Sering sekali saat Martha duduk sambil menikmati roti dan
tehnya, dia berharap bahwa seniman santun dambaannya
dapat ikut menikmati jamuan lezatnya daripada memakan
roti kering di ruangan yang pengap. Seperti yang sudah
kalian ketahui, Martha adalah seorang wanita yang baik hati.
Untuk mengetes tebakannya akan pekerjaan pria tersebut,
Martha mengangkut sebuah lukisan dari kamarnya lalu
memajangnya di dinding belakang meja kasir. Lukisan
tersebut bukanlah lukisan mahal. Martha membelinya di
sebuah pasar loak.
Itu adalah lukisan pemandangan kota Venesia. Bangunan
megah yang terbuat dari batu marmer (begitulah yang tertulis
di lukisan) berdiri tegak di hadapan sebuah lapangan—atau
mungkin lebih tepatnya kolam. Di sekitarnya terdapat
gondola (dengan gambar seorang wanita yang sedang
menjejaki tangannya di atas permukaan air), awan dan langit.
Seorang seniman sejati pasti akan memandangnya.
Dua hari kemudian, datanglah pelanggan yang dimaksud.
“Tolong bungkuskan dua roti apak.”
“Lukisan ini sungguh indah, nyonya.” Komentarnya saat
Martha sedang membungkus pesanan.
“Benarkah?” sahut Martha. Hatinya gembira karena
rencananya berhasil. “Aku sangat mengagumi seni dan”
(tidak, jangan sebut seniman. Terlalu cepat untuk itu.) “dan
lukisan,” lanjutnya. “Apakah menurutmu itu lukisan yang
bagus?”
“Keseimbangannya,” ujar pelanggannya, “tidak tergambar
dengan baik. Perspektifnya sedikit salah. Sampai jumpa,
nyonya.”
Dia mengambil rotinya, membungkuk, dan berlalu pergi.
Ya, dia pasti seorang seniman. Kemudian Martha membawa
lukisan tersebut kembali ke kamarnya.
Betapa lembut dan hangat sinar matanya! Alisnya tebal!
Mampu menilai perspektif dalam waktu sekilas—sementara
hidup dengan memakan roti apak! Namun orang jenius
terkadang memang harus berjuang keras terlebih dahulu
sebelum dirinya diakui.
Betapa bagusnya jika kejeniusannya dalam menilai seni dan
perspektif dapat didukung oleh tabungan senilai dua ribu
dolar, sebuah toko roti, dan seorang wanita yang baik hati
untuk—Namun ini hanyalah khayalan semata, Martha.
Terkadang saat dia datang, dia mengobrol sebentar dengan
Martha dari balik lemari kaca. Tampaknya dia sangat
menyukai kata-kata Martha yang selalu penuh keceriaan.
Dia terus membeli roti apak. Tidak pernah kue, pie, ataupun
roti Sally Lunns buatannya yang terkenal lezat.
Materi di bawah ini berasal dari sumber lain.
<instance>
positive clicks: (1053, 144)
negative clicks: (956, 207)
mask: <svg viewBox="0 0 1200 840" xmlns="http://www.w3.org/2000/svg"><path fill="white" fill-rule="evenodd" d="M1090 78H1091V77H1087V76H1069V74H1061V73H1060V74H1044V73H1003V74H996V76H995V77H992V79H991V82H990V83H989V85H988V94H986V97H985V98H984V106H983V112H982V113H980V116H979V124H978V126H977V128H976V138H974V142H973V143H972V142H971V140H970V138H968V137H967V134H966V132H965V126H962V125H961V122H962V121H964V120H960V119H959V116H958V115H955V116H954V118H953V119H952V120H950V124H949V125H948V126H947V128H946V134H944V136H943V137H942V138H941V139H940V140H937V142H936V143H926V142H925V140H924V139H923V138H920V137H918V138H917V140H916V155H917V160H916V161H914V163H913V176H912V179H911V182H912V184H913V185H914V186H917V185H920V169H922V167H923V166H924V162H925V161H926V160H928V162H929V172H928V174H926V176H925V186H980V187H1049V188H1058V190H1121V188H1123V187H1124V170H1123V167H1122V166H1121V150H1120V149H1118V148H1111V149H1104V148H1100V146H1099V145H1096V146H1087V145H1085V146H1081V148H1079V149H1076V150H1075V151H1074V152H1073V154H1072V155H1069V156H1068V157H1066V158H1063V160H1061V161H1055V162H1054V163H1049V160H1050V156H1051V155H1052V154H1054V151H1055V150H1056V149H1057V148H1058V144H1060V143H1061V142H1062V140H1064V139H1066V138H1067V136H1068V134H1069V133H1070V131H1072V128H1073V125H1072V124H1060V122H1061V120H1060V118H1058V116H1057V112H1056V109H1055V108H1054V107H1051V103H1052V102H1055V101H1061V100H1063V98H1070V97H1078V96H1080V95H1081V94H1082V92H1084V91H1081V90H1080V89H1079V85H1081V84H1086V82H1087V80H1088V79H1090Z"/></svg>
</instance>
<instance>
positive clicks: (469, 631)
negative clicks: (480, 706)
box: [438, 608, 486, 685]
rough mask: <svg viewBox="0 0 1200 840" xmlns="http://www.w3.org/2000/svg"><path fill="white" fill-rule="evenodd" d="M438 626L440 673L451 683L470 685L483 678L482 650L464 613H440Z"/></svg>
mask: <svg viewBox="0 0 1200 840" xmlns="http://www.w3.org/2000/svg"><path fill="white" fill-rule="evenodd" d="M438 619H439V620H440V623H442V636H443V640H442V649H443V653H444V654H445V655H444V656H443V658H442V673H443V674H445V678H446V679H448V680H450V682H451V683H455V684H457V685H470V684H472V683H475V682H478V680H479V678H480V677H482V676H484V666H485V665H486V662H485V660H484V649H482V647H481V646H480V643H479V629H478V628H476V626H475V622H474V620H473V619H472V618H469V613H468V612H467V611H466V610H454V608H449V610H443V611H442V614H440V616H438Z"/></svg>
Pikirnya dia mulai terlihat kurus dan berkecil hati. Hatinya
terenyuh, ingin menambahkan sesuatu yang lezat di
belanjannya, namun dia tidak berani melakukannya. Dia
tidak berani jika nanti ditanya olehnya. Dia paham betul
harga diri seorang seniman.
Martha memutuskan untuk mengenakan baju sutra dengan
bintik-bintik biru. Di kamar belakang, dia telah membuat
sebuah ramuan misterius yang terbuat dari biji
buah quince dan borax. Banyak orang menggunakannya
untuk mempercantik wajah.
Suatu hari, pelanggannya datang seperti biasa. Dia menaruh
uang di atas lemari kaca, dan meminta roti apak. Ketika
Martha hendak mengambil roti, tiba-tiba terdengar suara
keributan dari luar.
Pria tersebut segera bergegas ke pintu dan melihat keluar.
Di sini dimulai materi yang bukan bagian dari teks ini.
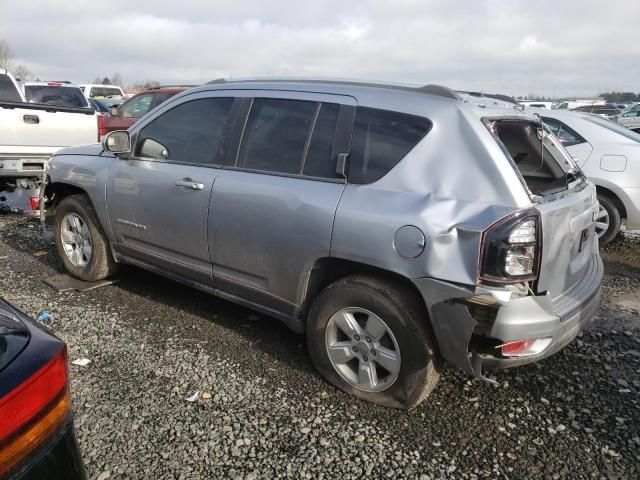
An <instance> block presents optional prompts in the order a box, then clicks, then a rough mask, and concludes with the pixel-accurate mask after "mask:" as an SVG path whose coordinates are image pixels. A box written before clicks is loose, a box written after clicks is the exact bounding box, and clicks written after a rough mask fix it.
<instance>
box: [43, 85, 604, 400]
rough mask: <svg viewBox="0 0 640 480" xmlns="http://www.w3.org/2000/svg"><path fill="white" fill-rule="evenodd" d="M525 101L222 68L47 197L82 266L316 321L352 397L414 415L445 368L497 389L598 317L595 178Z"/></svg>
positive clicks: (168, 103) (595, 197)
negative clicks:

Seketika itu Martha mendapatkan ide dan meraih
kesempatannya.
Di laci bawah meja kasir terdapat sepotong mentega segar
yang diantarkan oleh tukang susu sepuluh menit yang lalu.
Dengan menggunakan pisau roti, Martha memotong
pertengahan roti apak, lalu memasukkan banyak mentega ke
dalamnya, dan menempelkan kembali kedua belahnya.